Other first-generation biotherapeutics – such as interleukins, coagulation factors and monoclonal antibodies – have recently faced (or will face) patent expiry in the near future, which reinforces the need for public standards. This is also the case for second-generation biotherapeutics, a class of modern biological substances that have undergone engineering to alter their pharmacological activity. To make standards for this latter class of biotherapeutics available at the time of their patent expiry, we have developed an alternative mechanism for elaborating Ph. Eur. monographs, developed in close collaboration with single manufacturers (the so-called single source or “P4” approach). This alternative mechanism has been a pilot project since 2008 and will be completed at the end of 2016. In the June 2016 session, the Ph. Eur. Commission concluded that the work performed during the pilot project has successfully proven that it is possible to use this single source approach – and that it is extremely useful for elaborating public standards for complex biotherapeutic molecules, while at the same time providing flexibility in their requirements to allow for the future development of products. However, a number of stakeholders have their reservations against this approach so the Tallinn conference, especially this workshop, will provide a timely forum for exploring the shades of opinion on this very important question.

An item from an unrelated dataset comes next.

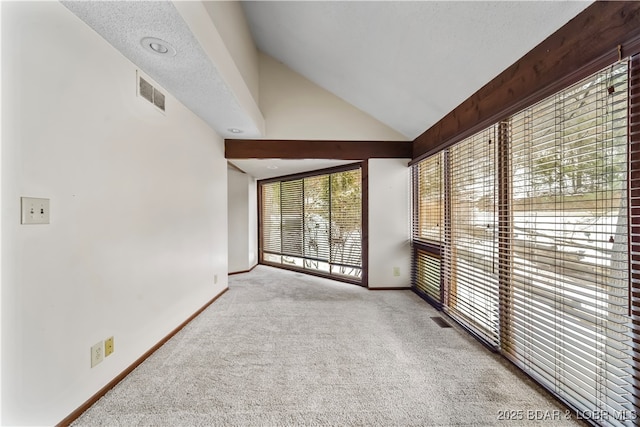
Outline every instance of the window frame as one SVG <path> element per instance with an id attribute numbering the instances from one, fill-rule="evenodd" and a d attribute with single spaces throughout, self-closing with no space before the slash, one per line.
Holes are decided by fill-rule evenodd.
<path id="1" fill-rule="evenodd" d="M 287 265 L 283 263 L 274 263 L 265 261 L 265 249 L 264 249 L 264 223 L 263 223 L 263 209 L 262 209 L 262 188 L 266 184 L 271 184 L 275 182 L 288 182 L 295 180 L 303 180 L 305 178 L 312 178 L 322 175 L 336 174 L 340 172 L 347 172 L 351 170 L 360 170 L 361 180 L 360 180 L 360 189 L 361 189 L 361 275 L 360 279 L 352 279 L 347 276 L 324 273 L 322 271 L 307 269 L 307 268 L 299 268 L 292 265 Z M 330 278 L 332 280 L 337 280 L 349 284 L 359 285 L 363 287 L 368 287 L 368 161 L 364 160 L 362 162 L 349 163 L 345 165 L 318 169 L 309 172 L 295 173 L 290 175 L 277 176 L 273 178 L 266 178 L 257 181 L 257 193 L 258 193 L 258 263 L 262 265 L 268 265 L 271 267 L 281 268 L 284 270 L 290 270 L 300 273 L 309 274 L 312 276 Z M 303 193 L 304 194 L 304 193 Z M 304 254 L 301 256 L 302 259 L 305 259 Z"/>
<path id="2" fill-rule="evenodd" d="M 616 63 L 617 64 L 617 63 Z M 614 65 L 616 65 L 614 64 Z M 556 91 L 554 94 L 550 95 L 550 97 L 545 98 L 544 100 L 541 100 L 540 103 L 542 102 L 548 102 L 547 100 L 549 98 L 552 97 L 557 97 L 557 96 L 565 96 L 566 93 L 575 90 L 576 88 L 579 88 L 581 85 L 584 85 L 587 82 L 593 81 L 593 82 L 603 82 L 604 80 L 602 80 L 602 75 L 606 74 L 606 70 L 608 68 L 611 69 L 611 72 L 613 72 L 614 69 L 614 65 L 609 65 L 607 67 L 603 67 L 602 69 L 600 69 L 599 71 L 596 71 L 594 73 L 592 73 L 590 76 L 586 77 L 583 80 L 580 80 L 579 82 L 574 82 L 571 85 L 567 85 L 564 88 Z M 609 81 L 613 80 L 612 77 L 607 77 L 607 84 L 609 84 Z M 600 84 L 600 83 L 598 83 Z M 604 90 L 604 92 L 607 92 L 607 87 L 602 87 L 599 90 Z M 610 92 L 609 94 L 611 94 L 611 88 L 609 88 Z M 614 91 L 616 93 L 618 93 L 617 91 Z M 638 265 L 640 265 L 640 263 L 637 261 L 637 253 L 640 253 L 640 244 L 638 242 L 640 242 L 640 175 L 639 175 L 639 170 L 640 170 L 640 54 L 639 55 L 635 55 L 634 57 L 630 58 L 630 60 L 628 61 L 628 96 L 627 96 L 627 103 L 628 103 L 628 107 L 627 107 L 627 117 L 626 120 L 628 121 L 627 124 L 627 135 L 626 135 L 626 145 L 627 145 L 627 152 L 626 155 L 628 157 L 627 159 L 627 170 L 624 172 L 627 176 L 627 195 L 626 196 L 622 196 L 622 198 L 627 200 L 627 225 L 629 227 L 629 231 L 628 231 L 628 242 L 629 242 L 629 247 L 630 250 L 628 251 L 628 258 L 627 258 L 627 264 L 628 267 L 630 269 L 629 272 L 629 276 L 628 276 L 628 287 L 629 287 L 629 292 L 628 292 L 628 303 L 629 303 L 629 316 L 627 319 L 627 328 L 628 328 L 628 332 L 626 334 L 629 335 L 633 335 L 634 337 L 637 337 L 639 335 L 640 332 L 640 322 L 637 321 L 638 315 L 640 315 L 640 303 L 638 303 L 638 295 L 640 295 L 640 293 L 638 292 L 638 289 L 640 288 L 640 279 L 638 279 L 638 277 L 640 277 L 640 273 L 638 273 L 640 271 L 640 267 L 638 267 Z M 555 101 L 557 102 L 557 101 Z M 593 101 L 595 104 L 595 109 L 594 111 L 598 110 L 597 104 L 595 101 Z M 608 101 L 605 101 L 605 103 Z M 612 101 L 613 102 L 613 101 Z M 498 292 L 499 292 L 499 300 L 500 300 L 500 310 L 499 310 L 499 341 L 496 344 L 495 342 L 488 342 L 486 340 L 486 338 L 484 338 L 482 336 L 482 334 L 478 334 L 478 331 L 475 331 L 472 325 L 469 324 L 465 324 L 464 323 L 464 319 L 463 322 L 461 323 L 463 327 L 465 327 L 469 332 L 471 332 L 473 335 L 476 336 L 476 338 L 480 339 L 481 341 L 483 341 L 483 343 L 488 344 L 489 347 L 493 348 L 494 350 L 500 352 L 504 357 L 510 359 L 512 362 L 514 362 L 514 364 L 516 364 L 519 368 L 521 368 L 522 370 L 524 370 L 526 372 L 526 369 L 531 369 L 531 365 L 527 365 L 528 362 L 523 362 L 521 360 L 518 359 L 518 357 L 516 356 L 516 340 L 515 337 L 519 336 L 518 334 L 521 334 L 522 332 L 518 331 L 515 326 L 515 322 L 518 320 L 518 316 L 523 316 L 522 313 L 518 314 L 517 312 L 515 312 L 515 306 L 516 305 L 522 305 L 522 302 L 514 302 L 514 298 L 516 297 L 516 289 L 515 289 L 515 278 L 512 277 L 514 275 L 514 267 L 513 267 L 513 262 L 514 262 L 514 252 L 513 252 L 513 245 L 514 243 L 514 218 L 513 218 L 513 214 L 514 214 L 514 199 L 513 199 L 513 191 L 514 191 L 514 176 L 513 176 L 513 172 L 512 172 L 512 162 L 514 162 L 513 159 L 513 153 L 511 152 L 512 147 L 511 147 L 511 138 L 512 138 L 512 131 L 511 131 L 511 125 L 512 125 L 512 119 L 516 116 L 518 116 L 521 112 L 534 108 L 535 105 L 537 105 L 538 103 L 532 103 L 532 105 L 525 107 L 519 111 L 513 112 L 513 114 L 510 114 L 507 118 L 502 119 L 498 122 L 496 122 L 495 124 L 491 125 L 494 126 L 495 129 L 497 129 L 496 131 L 496 135 L 497 135 L 497 159 L 496 159 L 496 166 L 497 166 L 497 171 L 495 173 L 495 179 L 496 179 L 496 184 L 494 187 L 494 192 L 497 194 L 497 207 L 496 207 L 496 217 L 495 217 L 495 221 L 497 224 L 497 239 L 495 242 L 496 245 L 496 252 L 498 253 L 498 258 L 500 259 L 500 263 L 498 264 L 497 268 L 498 268 L 498 277 L 499 277 L 499 288 L 498 288 Z M 554 108 L 562 108 L 562 107 L 558 107 L 555 106 Z M 618 110 L 615 110 L 618 111 Z M 624 110 L 621 110 L 624 111 Z M 556 113 L 557 114 L 557 113 Z M 596 118 L 592 118 L 590 120 L 594 120 L 596 122 L 601 121 L 601 120 L 615 120 L 611 117 L 607 117 L 605 118 L 604 115 L 602 115 L 603 113 L 599 112 L 599 113 L 594 113 L 594 117 Z M 601 116 L 602 115 L 602 116 Z M 602 118 L 601 118 L 602 117 Z M 555 119 L 556 122 L 558 120 L 558 118 Z M 564 120 L 564 119 L 563 119 Z M 567 122 L 569 123 L 569 122 Z M 489 126 L 489 127 L 491 127 Z M 557 126 L 557 124 L 556 124 Z M 475 137 L 478 134 L 481 134 L 484 132 L 484 129 L 481 130 L 480 132 L 474 133 L 471 137 Z M 589 134 L 590 135 L 590 134 Z M 597 139 L 597 138 L 601 138 L 603 136 L 600 135 L 600 133 L 594 134 L 593 138 Z M 414 162 L 412 162 L 412 177 L 414 177 L 413 180 L 413 188 L 412 188 L 412 194 L 413 194 L 413 203 L 414 205 L 412 206 L 412 213 L 414 215 L 414 217 L 412 218 L 412 223 L 413 223 L 413 230 L 412 230 L 412 244 L 414 246 L 414 251 L 413 251 L 413 259 L 412 259 L 412 263 L 414 265 L 413 268 L 413 277 L 412 277 L 412 287 L 414 289 L 414 291 L 422 296 L 424 299 L 426 299 L 428 302 L 432 303 L 436 308 L 443 310 L 444 312 L 449 313 L 448 310 L 448 304 L 449 301 L 447 301 L 446 299 L 446 295 L 448 292 L 450 292 L 450 289 L 448 288 L 448 284 L 445 283 L 445 279 L 446 279 L 446 269 L 447 268 L 451 268 L 451 266 L 446 265 L 446 260 L 448 259 L 447 256 L 447 251 L 450 249 L 447 249 L 447 246 L 452 245 L 451 242 L 447 241 L 447 232 L 445 231 L 445 235 L 444 238 L 442 239 L 442 242 L 439 245 L 430 245 L 428 242 L 423 241 L 422 239 L 419 238 L 418 234 L 419 232 L 416 232 L 416 227 L 418 227 L 420 225 L 420 219 L 417 218 L 418 214 L 419 214 L 419 188 L 418 188 L 418 184 L 417 184 L 417 176 L 418 176 L 418 172 L 417 172 L 417 168 L 420 166 L 420 164 L 424 161 L 427 161 L 431 158 L 431 156 L 439 154 L 439 153 L 446 153 L 447 155 L 445 156 L 446 158 L 446 162 L 444 164 L 444 170 L 447 171 L 445 173 L 445 189 L 444 189 L 444 193 L 445 193 L 445 201 L 444 201 L 444 205 L 445 205 L 445 210 L 448 209 L 449 214 L 448 216 L 445 215 L 445 224 L 444 224 L 444 229 L 446 230 L 447 228 L 451 228 L 451 224 L 452 224 L 452 213 L 451 213 L 451 195 L 447 194 L 447 193 L 451 193 L 451 182 L 449 182 L 449 180 L 451 179 L 449 174 L 451 173 L 450 169 L 453 168 L 454 166 L 450 164 L 451 158 L 449 157 L 450 155 L 450 151 L 456 147 L 457 144 L 459 143 L 464 143 L 465 141 L 467 141 L 469 138 L 464 138 L 462 140 L 456 140 L 455 142 L 452 142 L 451 144 L 446 144 L 446 146 L 442 149 L 440 149 L 438 152 L 436 153 L 432 153 L 430 156 L 428 157 L 424 157 L 421 160 L 416 160 Z M 608 141 L 609 136 L 604 137 L 606 141 Z M 611 138 L 615 138 L 612 136 Z M 598 139 L 599 140 L 599 139 Z M 570 140 L 567 140 L 567 142 L 565 142 L 564 137 L 561 141 L 556 141 L 554 144 L 571 144 Z M 608 143 L 607 143 L 608 144 Z M 613 143 L 612 143 L 613 144 Z M 592 144 L 593 145 L 593 144 Z M 612 145 L 613 147 L 613 145 Z M 589 148 L 588 146 L 586 146 L 586 148 Z M 591 148 L 589 148 L 591 149 Z M 561 161 L 556 159 L 556 162 Z M 590 169 L 589 169 L 590 170 Z M 596 171 L 596 169 L 593 169 L 594 171 Z M 597 169 L 599 170 L 599 169 Z M 591 184 L 594 185 L 594 184 Z M 600 192 L 600 191 L 607 191 L 607 190 L 602 190 L 600 188 L 596 189 L 596 190 L 590 190 L 590 191 L 596 191 L 596 192 Z M 610 190 L 613 191 L 613 190 Z M 596 199 L 597 202 L 598 199 Z M 449 207 L 447 208 L 447 204 L 449 204 Z M 569 212 L 571 212 L 572 208 L 567 208 L 569 209 Z M 574 209 L 574 208 L 573 208 Z M 563 210 L 564 212 L 564 210 Z M 622 211 L 621 211 L 622 212 Z M 623 214 L 620 214 L 623 215 Z M 562 217 L 562 216 L 561 216 Z M 556 220 L 556 222 L 561 222 L 561 220 Z M 449 232 L 450 233 L 450 232 Z M 618 241 L 618 237 L 616 237 L 615 241 Z M 611 240 L 610 240 L 611 242 Z M 440 301 L 435 301 L 434 298 L 430 295 L 426 295 L 425 297 L 425 289 L 424 286 L 422 286 L 418 281 L 423 279 L 423 278 L 418 278 L 417 274 L 420 273 L 421 269 L 424 270 L 425 266 L 424 265 L 418 265 L 418 257 L 420 255 L 424 255 L 424 253 L 426 252 L 424 249 L 425 247 L 429 247 L 429 246 L 433 246 L 432 249 L 436 249 L 435 246 L 438 246 L 437 249 L 439 249 L 439 252 L 442 254 L 442 264 L 440 266 L 440 270 L 442 271 L 441 273 L 441 295 L 442 298 Z M 557 251 L 560 251 L 560 249 L 556 249 Z M 433 251 L 433 253 L 435 254 L 435 250 Z M 562 255 L 560 255 L 560 257 L 562 257 Z M 564 274 L 564 273 L 562 273 Z M 571 280 L 572 276 L 562 276 L 559 280 L 562 283 L 571 283 L 568 282 Z M 555 280 L 555 279 L 554 279 Z M 596 282 L 597 282 L 597 278 L 594 278 L 594 286 L 597 286 Z M 600 279 L 602 280 L 602 279 Z M 565 285 L 561 285 L 562 286 Z M 619 292 L 621 289 L 620 286 L 618 286 L 618 291 Z M 455 291 L 455 290 L 454 290 Z M 603 291 L 604 292 L 604 291 Z M 431 294 L 433 294 L 433 292 L 431 292 Z M 564 294 L 563 294 L 564 295 Z M 609 298 L 613 298 L 614 294 L 611 294 L 611 296 Z M 564 298 L 564 296 L 562 297 Z M 594 297 L 595 298 L 595 297 Z M 520 301 L 520 300 L 518 300 Z M 534 301 L 536 303 L 536 301 Z M 588 302 L 588 301 L 587 301 Z M 585 302 L 586 303 L 586 302 Z M 561 316 L 563 316 L 562 318 L 566 319 L 569 318 L 572 314 L 571 311 L 571 307 L 573 307 L 572 303 L 568 303 L 565 304 L 564 301 L 561 301 L 558 304 L 557 308 L 558 313 L 561 314 Z M 594 310 L 597 311 L 597 307 L 599 307 L 596 303 L 591 303 L 594 308 Z M 595 305 L 594 305 L 595 304 Z M 575 305 L 575 304 L 574 304 Z M 597 306 L 597 307 L 596 307 Z M 585 308 L 585 310 L 587 310 L 589 307 Z M 568 310 L 568 311 L 567 311 Z M 612 316 L 620 316 L 620 312 L 618 311 L 611 311 L 611 315 Z M 526 315 L 526 313 L 524 314 Z M 556 315 L 558 316 L 558 315 Z M 606 315 L 599 315 L 596 316 L 597 319 L 603 318 L 607 321 L 609 319 L 609 314 Z M 456 316 L 454 316 L 455 318 Z M 460 319 L 456 319 L 460 322 Z M 612 341 L 612 344 L 608 344 L 609 343 L 609 336 L 607 335 L 607 333 L 601 332 L 600 329 L 602 329 L 603 327 L 600 325 L 600 320 L 596 320 L 595 323 L 593 323 L 594 325 L 596 325 L 596 329 L 593 330 L 593 332 L 589 329 L 587 330 L 587 332 L 584 332 L 585 334 L 589 334 L 589 333 L 593 333 L 595 334 L 594 336 L 596 336 L 597 339 L 598 336 L 602 335 L 605 336 L 606 335 L 606 343 L 602 344 L 602 345 L 611 345 L 611 347 L 607 347 L 611 350 L 606 350 L 606 356 L 603 357 L 615 357 L 615 356 L 609 356 L 609 351 L 615 353 L 616 351 L 618 351 L 619 349 L 617 348 L 618 345 L 623 345 L 622 341 L 620 342 L 614 342 Z M 574 322 L 575 323 L 575 322 Z M 567 323 L 568 326 L 572 327 L 571 325 L 569 325 Z M 472 326 L 472 327 L 469 327 Z M 582 325 L 580 326 L 581 328 L 586 328 L 587 325 Z M 564 327 L 563 327 L 564 328 Z M 600 329 L 598 329 L 600 328 Z M 608 328 L 606 330 L 609 330 Z M 540 331 L 542 331 L 543 333 L 546 333 L 544 331 L 544 329 L 540 329 Z M 572 334 L 572 329 L 567 328 L 567 331 L 569 333 L 569 335 Z M 576 329 L 577 331 L 577 329 Z M 538 330 L 534 330 L 534 333 L 539 332 Z M 564 329 L 562 329 L 562 333 L 564 334 Z M 621 336 L 627 336 L 625 333 L 620 333 Z M 577 334 L 573 334 L 576 335 Z M 563 335 L 564 336 L 564 335 Z M 557 338 L 557 337 L 556 337 Z M 522 338 L 519 338 L 520 341 L 522 340 Z M 565 343 L 565 341 L 562 341 L 564 338 L 558 338 L 560 339 L 561 343 L 557 344 L 556 346 L 564 346 L 566 345 L 567 348 L 572 348 L 571 346 L 573 345 L 571 340 L 567 341 Z M 602 339 L 604 341 L 604 338 Z M 601 345 L 601 343 L 598 341 L 598 345 Z M 628 365 L 626 369 L 633 369 L 634 372 L 637 372 L 637 364 L 635 363 L 631 363 L 628 362 L 629 360 L 639 360 L 638 359 L 638 349 L 636 348 L 636 346 L 633 345 L 629 345 L 628 343 L 625 342 L 625 344 L 627 346 L 627 350 L 626 353 L 624 354 L 624 357 L 626 358 Z M 520 349 L 519 351 L 523 351 L 522 349 Z M 597 351 L 604 351 L 601 350 L 600 347 L 598 347 Z M 612 353 L 612 354 L 613 354 Z M 564 366 L 564 359 L 560 362 L 562 366 Z M 601 363 L 603 364 L 603 363 Z M 599 366 L 599 365 L 598 365 Z M 604 364 L 603 364 L 604 366 Z M 613 364 L 611 365 L 613 366 L 615 369 L 617 369 Z M 604 368 L 598 368 L 598 369 L 604 369 Z M 597 374 L 597 378 L 595 380 L 593 380 L 594 382 L 598 383 L 600 381 L 605 381 L 605 380 L 601 380 L 601 377 L 604 378 L 609 378 L 607 377 L 607 375 L 615 375 L 613 372 L 615 371 L 615 369 L 613 369 L 613 371 L 603 371 L 604 373 L 599 373 Z M 569 371 L 567 371 L 569 372 Z M 577 371 L 575 371 L 577 372 Z M 564 371 L 561 370 L 560 373 L 557 373 L 555 375 L 558 375 L 558 378 L 565 378 L 563 375 L 576 375 L 574 373 L 564 373 Z M 565 403 L 567 403 L 568 405 L 574 407 L 574 408 L 578 408 L 577 410 L 585 410 L 585 408 L 587 408 L 586 410 L 600 410 L 601 406 L 600 405 L 609 405 L 609 403 L 602 403 L 602 402 L 607 402 L 606 399 L 608 397 L 604 397 L 604 400 L 602 400 L 603 398 L 600 397 L 600 393 L 605 393 L 602 391 L 597 391 L 596 394 L 594 395 L 589 395 L 588 398 L 584 398 L 584 402 L 589 402 L 590 400 L 594 400 L 594 402 L 598 402 L 597 403 L 597 407 L 594 408 L 589 408 L 588 405 L 585 407 L 582 407 L 581 405 L 584 405 L 583 400 L 581 400 L 580 398 L 576 398 L 575 396 L 577 394 L 579 394 L 578 392 L 574 393 L 574 397 L 572 397 L 571 399 L 573 399 L 573 401 L 571 399 L 568 398 L 568 395 L 564 395 L 562 390 L 556 390 L 553 386 L 553 381 L 552 383 L 549 383 L 548 380 L 543 379 L 542 376 L 538 377 L 535 372 L 530 372 L 529 375 L 532 376 L 532 378 L 534 380 L 536 380 L 537 382 L 539 382 L 541 385 L 543 385 L 543 387 L 547 388 L 552 394 L 554 394 L 557 398 L 559 398 L 560 400 L 564 401 Z M 594 374 L 595 375 L 595 374 Z M 568 378 L 568 377 L 567 377 Z M 573 377 L 572 377 L 573 378 Z M 575 376 L 575 378 L 579 378 L 578 376 Z M 564 382 L 563 379 L 555 379 L 556 382 Z M 570 382 L 570 380 L 568 380 Z M 622 380 L 620 380 L 622 381 Z M 627 380 L 628 381 L 628 380 Z M 551 385 L 550 385 L 551 384 Z M 587 384 L 586 382 L 584 382 L 584 384 Z M 589 386 L 585 386 L 585 393 L 586 390 L 588 390 Z M 598 386 L 599 387 L 599 386 Z M 622 387 L 622 386 L 621 386 Z M 637 386 L 635 386 L 633 384 L 633 382 L 627 382 L 625 383 L 625 390 L 627 388 L 634 388 L 636 391 L 638 390 Z M 582 389 L 580 391 L 580 393 L 582 393 Z M 606 393 L 617 393 L 617 391 L 607 391 Z M 559 394 L 558 394 L 559 393 Z M 627 393 L 628 394 L 628 393 Z M 637 396 L 637 394 L 635 394 Z M 585 395 L 586 396 L 586 395 Z M 576 400 L 577 399 L 577 400 Z M 600 399 L 600 400 L 599 400 Z M 611 411 L 621 411 L 621 412 L 625 412 L 628 414 L 635 414 L 635 412 L 640 412 L 638 411 L 639 408 L 639 402 L 637 398 L 633 398 L 633 396 L 631 397 L 627 397 L 627 403 L 625 405 L 625 407 L 622 407 L 622 409 L 620 409 L 619 407 L 616 407 L 615 405 L 612 405 L 611 407 L 606 406 L 607 409 L 605 410 L 609 410 Z M 632 408 L 629 409 L 629 406 L 631 405 Z M 622 425 L 622 424 L 621 424 Z M 626 425 L 626 424 L 625 424 Z"/>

Discussions such as these are crucial for preparing for the future and maintaining the relevance of the Ph. Eur. in the ever-changing globalized pharmaceutical environment. By continuing to work together with experts from national and European authorities, universities, scientific institutes and industry, and by taking concrete steps to ensure the participation of experts from around the world, I believe that the Ph. Eur. is well-prepared for the future.

Susanne Keitel is Director of the EDQM.